Paying homage to music at the Church of Beethoven
It is a church without preaching, and without prayer.
At its Sunday morning services there is something spiritual, all right, but it doesn’t have to do with Allah, or Buddha, or God.
Instead, it comes from music, from passionate renditions of works composed by Brahms and Bach and, of course, Beethoven -- for whom the church is named.
Each week the Church of Beethoven’s musical performances draw a committed group of art-loving locals.
The service, which also features poetry, visual art and other types of music, is at home in Albuquerque, a city known for its eccentricities (its nickname: Albu-quirky) as well as for being a crossroads of culture.
Most regulars at the Church of Beethoven are not religious, said founder Felix Wurman, but are simply “people looking to be uplifted on a Sunday morning.”
It’s not really a church, of course, but it’s not quite a standard concert series either. Its intent, Wurman said, is part entertainment, part spiritual awakening.
Wurman, 51, was a cellist with the New Mexico Symphony Orchestra when, two years ago, he played a church gig that inspired him. It wasn’t the theology he liked -- Wurman isn’t religious. It was the ecstasy of the music, and the warmth of the parishioners enjoying it together.
He had an idea: “How about a church that has music as its principal element, rather than as an afterthought?”
He recruited other musicians from the symphony, and together, in an abandoned gas station off old Route 66, they began playing concerts each Sunday.
More and more people started coming (“I just leave here feeling really soul-satisfied,” explained one regular, Veronica Reed, 68, who said it was a treat to see symphony members perform up close), and after a couple of years, the concert series outgrew the space.
Its current home, a renovated warehouse in downtown Albuquerque, is rather cathedral-like, with warm red walls, vaulted wood ceilings and stained glass windows.
Wurman no longer runs the show. He was diagnosed with cancer last year, and he now lives in North Carolina, where he is undergoing treatment. Recently, the Church of Beethoven hosted a fundraiser to help pay his medical bills.
“His sickness caused a lot of us to crawl out of the woodwork and help,” said Don Michaelis, a volunteer.
Michaelis, 65, said the church’s momentum had not slowed in Wurman’s absence.
“Felix’s illness has made the people who remain more committed to seeing this succeed,” he said.
Michaelis and his wife, Pamela, rarely miss a Sunday. Not long ago they stood chatting with friends in the warehouse, waiting for the performance-service to begin. A masseuse gave free massages in the corner while baristas served lattes at an espresso bar.
When the emcee, David Felberg, took the stage, the crowd of 100 or so took their seats. First on the menu this morning, Felberg said, was Polka Dot Dot Dot, a band from Olympia, Wash.
With artsy haircuts, tattoos and piercings, the band looked more suited for a punk rock show than a church service. But their set of quiet songs with pretty harmonies had everyone in the audience nodding along. When they finished, the crowd clapped and hooted.
“I felt that people’s hearts were really wide open,” said a band member who goes by the name Onyx of Olympia. “It’s the kind of church that I can really get down with.”
Next up was a local poet, Demetria Martinez. The audience hung on her spare verse, which alluded to New Mexico’s landscape and to its history of Spanish colonization.
The reading was a spiritual experience for Martinez, she said later. “Poetry is how I pray,” said Martinez, 49. “And reading it is ceremony and ritual. It’s communion.”

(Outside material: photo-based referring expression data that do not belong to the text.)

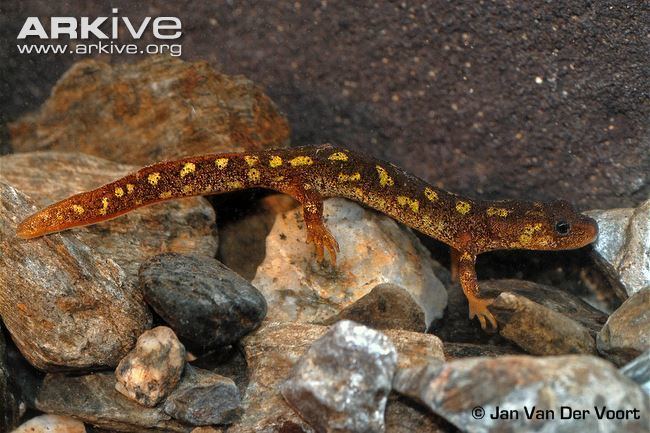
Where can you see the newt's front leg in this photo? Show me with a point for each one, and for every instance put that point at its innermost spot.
(317, 232)
(477, 306)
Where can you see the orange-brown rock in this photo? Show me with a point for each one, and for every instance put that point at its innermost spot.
(160, 108)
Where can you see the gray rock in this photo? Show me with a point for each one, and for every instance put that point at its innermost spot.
(342, 382)
(538, 329)
(467, 392)
(623, 246)
(204, 398)
(627, 331)
(273, 350)
(51, 424)
(639, 370)
(153, 368)
(92, 398)
(64, 305)
(386, 307)
(9, 401)
(177, 226)
(201, 299)
(374, 250)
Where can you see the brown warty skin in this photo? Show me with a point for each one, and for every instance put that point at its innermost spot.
(312, 173)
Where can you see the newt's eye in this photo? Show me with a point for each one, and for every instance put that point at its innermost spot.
(562, 228)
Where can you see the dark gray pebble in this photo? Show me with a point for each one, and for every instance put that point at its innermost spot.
(201, 299)
(204, 398)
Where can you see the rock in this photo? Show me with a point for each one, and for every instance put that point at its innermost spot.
(467, 392)
(182, 226)
(342, 382)
(403, 415)
(201, 299)
(543, 320)
(157, 109)
(51, 424)
(627, 331)
(539, 330)
(639, 370)
(9, 401)
(623, 246)
(153, 368)
(248, 233)
(374, 250)
(204, 398)
(92, 398)
(65, 306)
(386, 307)
(271, 353)
(540, 319)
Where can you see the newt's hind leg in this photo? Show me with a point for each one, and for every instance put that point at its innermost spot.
(478, 307)
(317, 233)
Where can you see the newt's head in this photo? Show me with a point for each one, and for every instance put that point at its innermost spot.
(540, 226)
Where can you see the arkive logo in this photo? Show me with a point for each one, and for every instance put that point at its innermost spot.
(166, 28)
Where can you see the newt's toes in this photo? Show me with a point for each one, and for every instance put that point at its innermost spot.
(479, 308)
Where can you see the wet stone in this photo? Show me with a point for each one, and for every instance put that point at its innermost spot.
(476, 394)
(201, 299)
(51, 424)
(92, 398)
(386, 307)
(623, 246)
(185, 225)
(204, 398)
(9, 401)
(374, 249)
(639, 370)
(157, 109)
(65, 306)
(153, 368)
(273, 350)
(627, 331)
(342, 382)
(543, 320)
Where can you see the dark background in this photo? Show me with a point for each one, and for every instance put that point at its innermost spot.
(507, 99)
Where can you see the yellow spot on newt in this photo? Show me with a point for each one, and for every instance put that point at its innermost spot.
(153, 178)
(349, 177)
(104, 208)
(410, 202)
(430, 194)
(384, 178)
(301, 160)
(251, 160)
(462, 207)
(275, 161)
(254, 175)
(498, 211)
(221, 163)
(528, 232)
(188, 168)
(338, 156)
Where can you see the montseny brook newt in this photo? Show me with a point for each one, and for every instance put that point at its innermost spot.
(312, 173)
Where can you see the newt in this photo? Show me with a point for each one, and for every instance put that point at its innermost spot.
(313, 173)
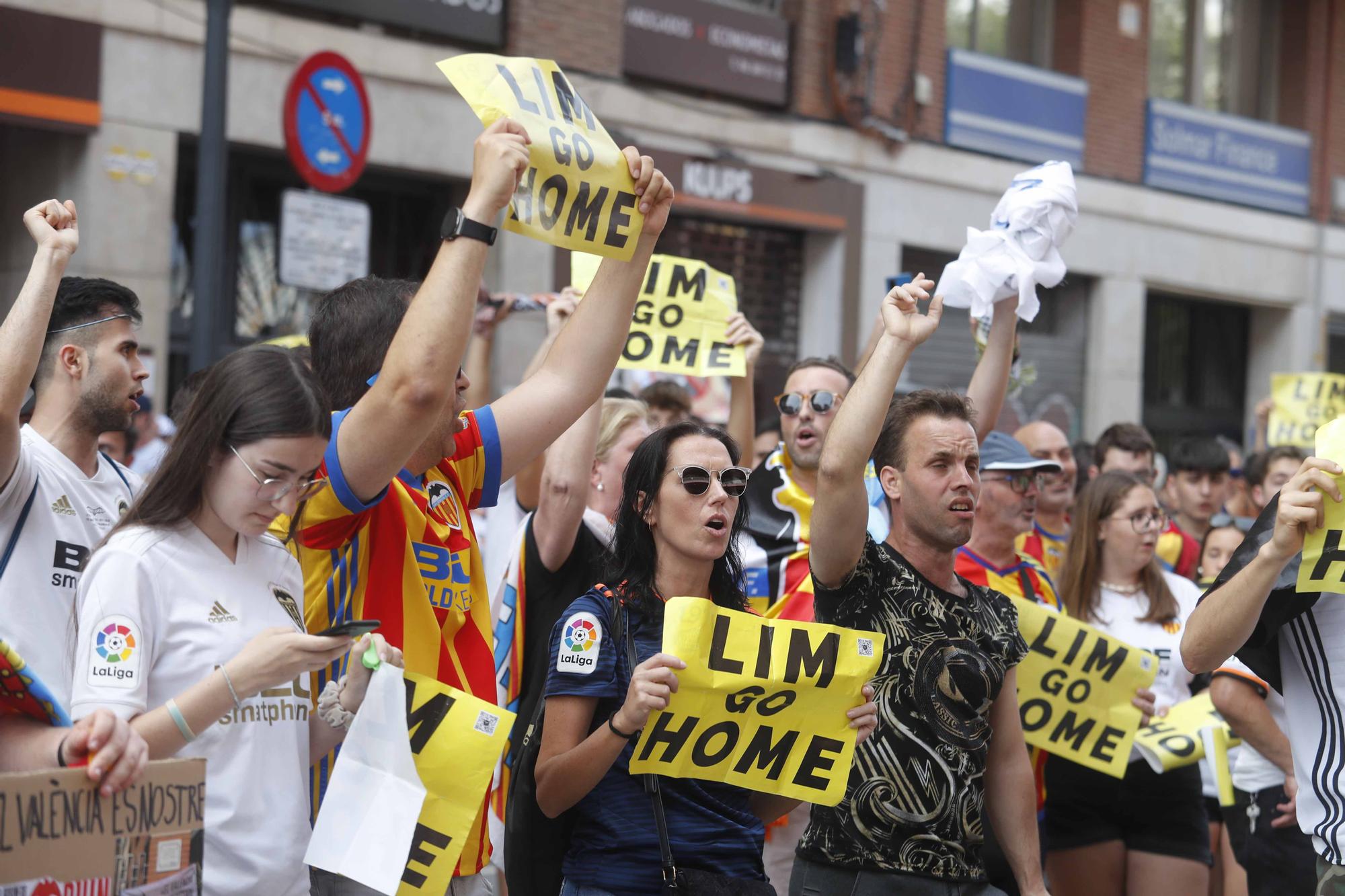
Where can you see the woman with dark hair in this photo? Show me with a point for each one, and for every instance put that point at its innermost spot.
(190, 623)
(1145, 834)
(676, 530)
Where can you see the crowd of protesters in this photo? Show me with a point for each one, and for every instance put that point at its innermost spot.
(371, 478)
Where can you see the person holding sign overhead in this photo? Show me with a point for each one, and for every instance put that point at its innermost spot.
(393, 537)
(680, 513)
(1280, 606)
(1145, 834)
(950, 740)
(190, 624)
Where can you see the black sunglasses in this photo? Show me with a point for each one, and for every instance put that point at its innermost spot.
(696, 479)
(792, 403)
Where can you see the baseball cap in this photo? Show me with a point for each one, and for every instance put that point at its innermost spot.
(1001, 451)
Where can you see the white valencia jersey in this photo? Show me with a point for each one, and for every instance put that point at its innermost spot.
(159, 610)
(1118, 615)
(60, 516)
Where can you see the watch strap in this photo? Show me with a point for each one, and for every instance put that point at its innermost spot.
(459, 225)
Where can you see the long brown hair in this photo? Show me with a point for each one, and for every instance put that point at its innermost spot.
(255, 393)
(1082, 569)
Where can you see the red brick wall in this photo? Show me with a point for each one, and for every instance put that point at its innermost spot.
(583, 36)
(1090, 45)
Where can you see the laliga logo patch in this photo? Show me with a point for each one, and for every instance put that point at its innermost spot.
(116, 653)
(582, 635)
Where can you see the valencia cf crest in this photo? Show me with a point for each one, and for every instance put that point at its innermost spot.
(442, 497)
(291, 606)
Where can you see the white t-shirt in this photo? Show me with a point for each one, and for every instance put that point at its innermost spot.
(69, 514)
(159, 610)
(1118, 615)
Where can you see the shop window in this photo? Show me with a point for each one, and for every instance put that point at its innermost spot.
(1217, 54)
(1019, 30)
(1195, 368)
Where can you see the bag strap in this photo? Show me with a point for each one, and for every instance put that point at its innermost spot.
(18, 528)
(120, 475)
(652, 782)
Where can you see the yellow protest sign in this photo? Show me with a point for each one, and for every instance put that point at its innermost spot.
(455, 741)
(1304, 403)
(680, 318)
(762, 702)
(1178, 739)
(1323, 567)
(1075, 689)
(578, 193)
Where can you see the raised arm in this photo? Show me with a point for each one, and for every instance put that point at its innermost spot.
(54, 228)
(1225, 620)
(991, 380)
(839, 510)
(743, 389)
(582, 361)
(528, 482)
(560, 510)
(422, 365)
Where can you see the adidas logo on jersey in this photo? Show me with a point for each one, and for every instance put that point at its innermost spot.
(219, 614)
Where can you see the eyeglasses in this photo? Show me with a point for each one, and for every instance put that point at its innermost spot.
(1019, 482)
(276, 489)
(697, 479)
(822, 401)
(1145, 521)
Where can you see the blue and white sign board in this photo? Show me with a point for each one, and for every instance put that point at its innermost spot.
(1221, 157)
(1012, 110)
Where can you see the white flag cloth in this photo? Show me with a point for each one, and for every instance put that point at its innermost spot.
(375, 797)
(1023, 247)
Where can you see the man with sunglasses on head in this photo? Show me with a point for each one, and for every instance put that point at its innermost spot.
(1011, 485)
(73, 341)
(949, 754)
(781, 494)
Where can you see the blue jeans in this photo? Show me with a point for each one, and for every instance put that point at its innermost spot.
(571, 888)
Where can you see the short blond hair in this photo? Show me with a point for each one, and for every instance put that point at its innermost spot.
(618, 413)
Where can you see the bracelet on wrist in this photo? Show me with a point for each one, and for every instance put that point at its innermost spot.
(619, 732)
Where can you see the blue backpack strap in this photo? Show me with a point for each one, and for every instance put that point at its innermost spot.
(120, 475)
(18, 528)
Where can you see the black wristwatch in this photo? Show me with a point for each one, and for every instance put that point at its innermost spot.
(459, 225)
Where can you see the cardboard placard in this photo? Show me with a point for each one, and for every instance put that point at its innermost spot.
(60, 836)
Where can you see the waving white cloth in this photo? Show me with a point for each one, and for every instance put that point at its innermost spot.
(1023, 247)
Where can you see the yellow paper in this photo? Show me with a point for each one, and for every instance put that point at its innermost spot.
(578, 193)
(762, 702)
(1178, 739)
(680, 318)
(457, 740)
(1323, 567)
(1075, 689)
(1304, 403)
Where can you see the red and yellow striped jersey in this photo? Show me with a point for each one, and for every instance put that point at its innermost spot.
(1046, 546)
(1178, 551)
(1024, 579)
(411, 560)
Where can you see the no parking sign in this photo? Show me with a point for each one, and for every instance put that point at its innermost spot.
(328, 122)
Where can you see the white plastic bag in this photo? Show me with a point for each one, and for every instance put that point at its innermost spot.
(375, 795)
(1022, 249)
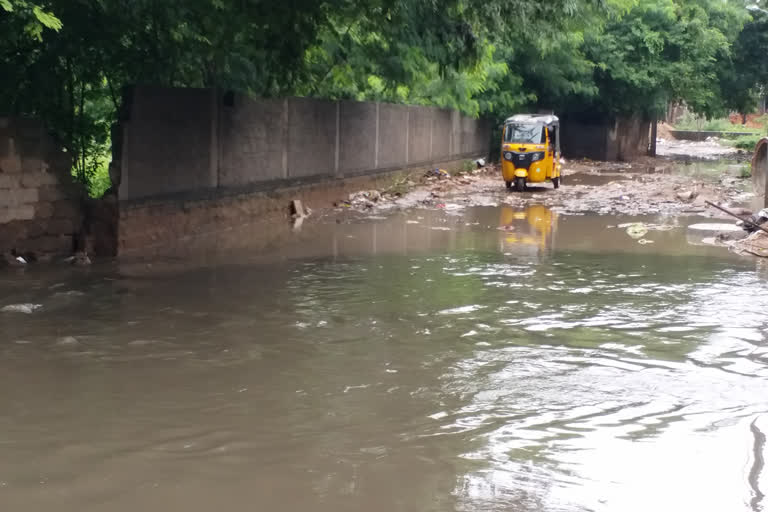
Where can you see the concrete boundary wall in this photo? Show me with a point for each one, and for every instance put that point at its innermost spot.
(195, 141)
(704, 135)
(606, 139)
(40, 206)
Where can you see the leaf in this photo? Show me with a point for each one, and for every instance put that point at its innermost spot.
(47, 19)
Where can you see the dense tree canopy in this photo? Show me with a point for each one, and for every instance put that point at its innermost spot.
(67, 60)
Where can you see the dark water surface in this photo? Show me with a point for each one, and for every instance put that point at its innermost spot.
(424, 362)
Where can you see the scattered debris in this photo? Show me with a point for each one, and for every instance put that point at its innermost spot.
(297, 208)
(298, 213)
(11, 259)
(438, 173)
(67, 340)
(755, 244)
(637, 230)
(21, 308)
(79, 259)
(753, 222)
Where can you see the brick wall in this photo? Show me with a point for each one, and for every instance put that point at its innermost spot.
(172, 142)
(39, 205)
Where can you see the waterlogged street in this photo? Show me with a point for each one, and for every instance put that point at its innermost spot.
(507, 357)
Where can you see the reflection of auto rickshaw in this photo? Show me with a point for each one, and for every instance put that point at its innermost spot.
(538, 232)
(530, 151)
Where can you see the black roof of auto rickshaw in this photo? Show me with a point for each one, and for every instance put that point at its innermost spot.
(545, 119)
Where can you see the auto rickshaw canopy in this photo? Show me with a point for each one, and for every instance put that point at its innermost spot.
(544, 119)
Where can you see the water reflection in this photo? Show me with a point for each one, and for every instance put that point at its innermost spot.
(530, 231)
(385, 365)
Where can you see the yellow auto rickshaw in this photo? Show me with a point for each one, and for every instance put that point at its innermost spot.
(530, 150)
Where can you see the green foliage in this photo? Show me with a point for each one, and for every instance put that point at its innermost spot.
(67, 62)
(745, 172)
(743, 75)
(746, 142)
(691, 121)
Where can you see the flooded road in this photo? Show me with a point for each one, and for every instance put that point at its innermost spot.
(483, 359)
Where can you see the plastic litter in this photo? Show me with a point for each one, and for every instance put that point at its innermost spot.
(20, 308)
(637, 230)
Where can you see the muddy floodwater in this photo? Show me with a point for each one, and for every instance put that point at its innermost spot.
(477, 359)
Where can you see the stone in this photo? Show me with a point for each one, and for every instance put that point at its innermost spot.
(35, 228)
(60, 227)
(50, 244)
(10, 164)
(17, 213)
(17, 197)
(51, 193)
(31, 165)
(38, 179)
(66, 209)
(44, 210)
(10, 180)
(81, 259)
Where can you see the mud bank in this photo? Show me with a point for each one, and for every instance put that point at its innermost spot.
(645, 187)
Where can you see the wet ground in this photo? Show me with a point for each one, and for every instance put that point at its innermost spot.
(510, 356)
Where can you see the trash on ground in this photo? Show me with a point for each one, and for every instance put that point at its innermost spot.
(637, 230)
(714, 227)
(297, 208)
(20, 308)
(438, 173)
(755, 244)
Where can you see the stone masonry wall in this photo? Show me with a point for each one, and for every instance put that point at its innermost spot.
(39, 204)
(176, 142)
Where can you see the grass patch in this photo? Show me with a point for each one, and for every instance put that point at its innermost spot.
(746, 142)
(690, 122)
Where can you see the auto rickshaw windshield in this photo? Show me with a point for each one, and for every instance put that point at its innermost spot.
(524, 133)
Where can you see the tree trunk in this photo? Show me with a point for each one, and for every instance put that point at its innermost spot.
(654, 132)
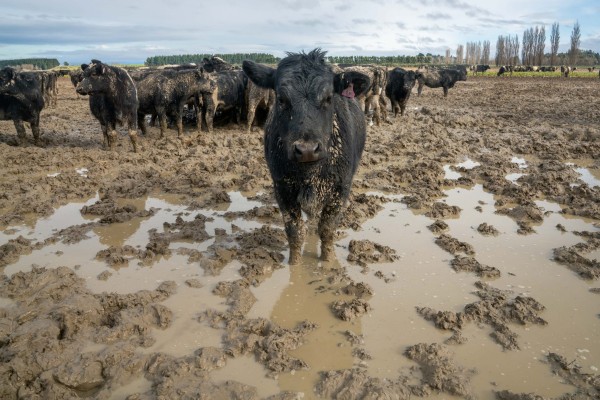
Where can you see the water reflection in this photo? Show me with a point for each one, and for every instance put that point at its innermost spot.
(309, 296)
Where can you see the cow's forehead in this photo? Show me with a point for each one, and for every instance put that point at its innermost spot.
(310, 82)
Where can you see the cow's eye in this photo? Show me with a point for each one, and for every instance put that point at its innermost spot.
(284, 102)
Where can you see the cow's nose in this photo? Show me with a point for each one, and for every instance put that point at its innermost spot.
(307, 151)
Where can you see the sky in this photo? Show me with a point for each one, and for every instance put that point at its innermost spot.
(128, 32)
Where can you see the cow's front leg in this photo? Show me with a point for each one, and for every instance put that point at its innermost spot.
(294, 230)
(327, 227)
(20, 127)
(133, 138)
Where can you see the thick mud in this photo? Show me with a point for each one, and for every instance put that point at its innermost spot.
(467, 261)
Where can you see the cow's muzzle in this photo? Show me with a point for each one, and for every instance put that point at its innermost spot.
(308, 151)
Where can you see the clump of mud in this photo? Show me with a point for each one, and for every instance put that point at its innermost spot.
(497, 308)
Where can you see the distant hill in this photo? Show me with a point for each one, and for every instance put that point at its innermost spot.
(38, 63)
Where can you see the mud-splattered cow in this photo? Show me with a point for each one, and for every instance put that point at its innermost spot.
(313, 140)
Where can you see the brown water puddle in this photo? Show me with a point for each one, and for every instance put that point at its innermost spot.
(421, 277)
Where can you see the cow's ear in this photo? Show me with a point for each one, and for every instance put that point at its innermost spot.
(360, 82)
(260, 74)
(10, 74)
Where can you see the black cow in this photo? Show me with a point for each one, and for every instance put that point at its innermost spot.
(481, 68)
(444, 78)
(21, 99)
(113, 99)
(257, 97)
(76, 76)
(228, 96)
(165, 93)
(398, 88)
(314, 138)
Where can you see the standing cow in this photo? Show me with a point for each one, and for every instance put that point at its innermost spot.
(113, 99)
(165, 93)
(313, 139)
(444, 78)
(21, 99)
(399, 87)
(228, 96)
(257, 97)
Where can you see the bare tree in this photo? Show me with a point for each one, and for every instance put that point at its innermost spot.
(512, 50)
(459, 54)
(527, 51)
(540, 44)
(485, 54)
(575, 41)
(500, 51)
(554, 40)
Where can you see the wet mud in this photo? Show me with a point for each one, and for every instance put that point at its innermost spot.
(467, 258)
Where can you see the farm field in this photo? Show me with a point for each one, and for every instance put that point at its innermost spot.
(467, 264)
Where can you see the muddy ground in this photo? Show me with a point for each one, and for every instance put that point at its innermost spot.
(467, 260)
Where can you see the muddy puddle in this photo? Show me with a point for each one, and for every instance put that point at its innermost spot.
(420, 276)
(466, 264)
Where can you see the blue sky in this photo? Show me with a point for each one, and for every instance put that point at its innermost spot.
(128, 31)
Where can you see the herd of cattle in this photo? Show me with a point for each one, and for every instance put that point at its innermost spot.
(314, 135)
(210, 90)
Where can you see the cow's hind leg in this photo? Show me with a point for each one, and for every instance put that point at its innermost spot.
(35, 129)
(20, 127)
(105, 140)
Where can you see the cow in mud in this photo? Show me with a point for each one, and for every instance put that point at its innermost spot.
(399, 86)
(505, 68)
(165, 93)
(76, 76)
(21, 99)
(565, 70)
(444, 78)
(372, 101)
(113, 99)
(314, 139)
(227, 97)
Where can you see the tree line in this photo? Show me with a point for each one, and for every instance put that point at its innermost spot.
(36, 63)
(234, 58)
(509, 51)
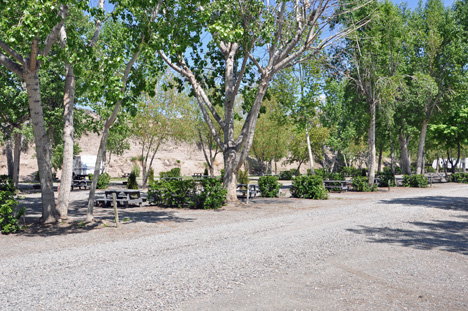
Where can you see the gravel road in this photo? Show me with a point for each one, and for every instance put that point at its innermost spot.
(406, 249)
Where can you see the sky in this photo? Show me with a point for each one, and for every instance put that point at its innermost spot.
(412, 4)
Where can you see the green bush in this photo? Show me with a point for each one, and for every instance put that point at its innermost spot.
(185, 193)
(386, 178)
(151, 176)
(212, 195)
(269, 186)
(103, 181)
(136, 169)
(175, 172)
(418, 181)
(459, 177)
(309, 187)
(243, 177)
(131, 181)
(9, 220)
(361, 184)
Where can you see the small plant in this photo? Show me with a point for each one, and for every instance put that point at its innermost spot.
(136, 169)
(243, 177)
(151, 176)
(361, 184)
(417, 181)
(131, 181)
(309, 187)
(9, 220)
(269, 186)
(103, 181)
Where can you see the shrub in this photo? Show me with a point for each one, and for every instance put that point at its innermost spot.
(131, 181)
(418, 181)
(459, 177)
(185, 193)
(243, 177)
(361, 183)
(269, 186)
(175, 172)
(309, 187)
(136, 169)
(9, 220)
(151, 176)
(103, 181)
(212, 195)
(386, 178)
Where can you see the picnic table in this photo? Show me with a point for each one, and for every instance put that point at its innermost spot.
(81, 181)
(124, 197)
(336, 185)
(253, 190)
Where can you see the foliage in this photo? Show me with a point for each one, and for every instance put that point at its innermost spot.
(151, 176)
(136, 169)
(361, 184)
(459, 177)
(175, 172)
(288, 175)
(269, 186)
(309, 187)
(9, 220)
(103, 181)
(417, 180)
(131, 181)
(243, 177)
(186, 193)
(386, 178)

For the final act, Felberg, 40, picked up his viola and called up the other classical musicians. They launched into Brandenburg Concerto No. 6 in B flat major, three lively, emotional movements composed by Johann Sebastian Bach.
The musicians, sitting just a few feet from the front row of spectators, worked furiously at their instruments, and many in the audience swayed their heads and tapped their fingers in time.
When the last note sounded, everyone stood and cheered.
Don and Pamela Michaelis wore smiles.
Pamela, 65, said she had felt the music “in the cavities” of her chest. She said she thinks the point of religion is to feel a part of something. The Church of Beethoven, she said, provides that. “That’s what music is,” she said. “It’s something bigger than us.”
Earlier, before the propulsive melodies of the Brandenburg concerto, the service devoted to sound had taken a break for just the opposite: Felberg stood before the crowd and asked for quiet.
Some in the audience clasped their hands. Most closed their eyes. Don Michaelis later said he thought of Felix Wurman.
And for a few hushed minutes, it felt like church.